Reacting to the issues, the Manager of Arts and Craft Village, Dr Sulieman Yahaya, said the village cannot house all the artists in Abuja owing to its diverse function.

He called on NGA to build more galleries and collaborate with other sister agencies to empower visual artists. He stated: “The art village in Abuja provides a space not only for visual artists but also for performing artists. The village, however, cannot accommodate all the artists in the city due to its diverse functions. To address this, NGA must consider constructing additional galleries and partnering with us to establish more art space.

“To elevate Nigerian art to a global platform, the gallery needs to implement comprehensive empowerment programs aimed at reducing the reliance on street art vendors. This strategic approach will not only support the artists but also contribute to the growth and recognition of Nigerian art on an international scale.”

The Director General of the National Gallery of Art, Ahmed Bashir Sodangi, in his response, said street art vendors are not illegal but can be empowered to market art in a more strategic environment. He said that his agency is currently in the process of creating a structure that could help control and regulate these vendors.

In his words: “I don’t consider street art vendors as illegal, to be honest. It’s another way of showcasing their creativity. Maybe it is not channeled in the proper direction. I do understand their actions limit authenticity. NGA is currently in the process of setting up a structure: A structured market for street art vendors to make them recognise that they can have more value from their artworks. Selling them on the streets limits authenticity; and part of the things that give value to artwork are the actual authenticity. As an agency, we have not lived up to our fullest potential in terms of awareness and credibility.”

Sodangi disclosed that the agency is invested in certification and documentation of artists and their works.

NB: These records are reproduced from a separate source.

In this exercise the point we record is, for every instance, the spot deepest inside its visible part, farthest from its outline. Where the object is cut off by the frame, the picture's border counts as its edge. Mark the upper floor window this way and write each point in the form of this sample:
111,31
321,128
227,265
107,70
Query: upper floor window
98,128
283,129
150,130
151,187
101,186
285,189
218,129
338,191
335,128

“Moving forward, we intend to go into the documentation of these artists and the artwork and certification. We are going to have a proper certification process where you come in; you certify your artwork such that even if you sell it to anybody home or abroad, it has a proper certificate that says that it originated from Nigeria. The biggest challenge we want to surmount is bridging the gap between the artist and the market because the market is there.

“Nigerian art is one of the most sought-after arts in the world. We have a lot of people coming in because we know that the art business is booming. Lagos is doing a great job. Abuja is coming up. We want to harness that opportunity and bring it closer to the artist. We intend to have a proper record of artwork originating from Nigeria. In situations where our art world leaves the shores of Nigeria, certification and clearance should be from NGA. This is one of the things that will help artists have more confidence,” he said.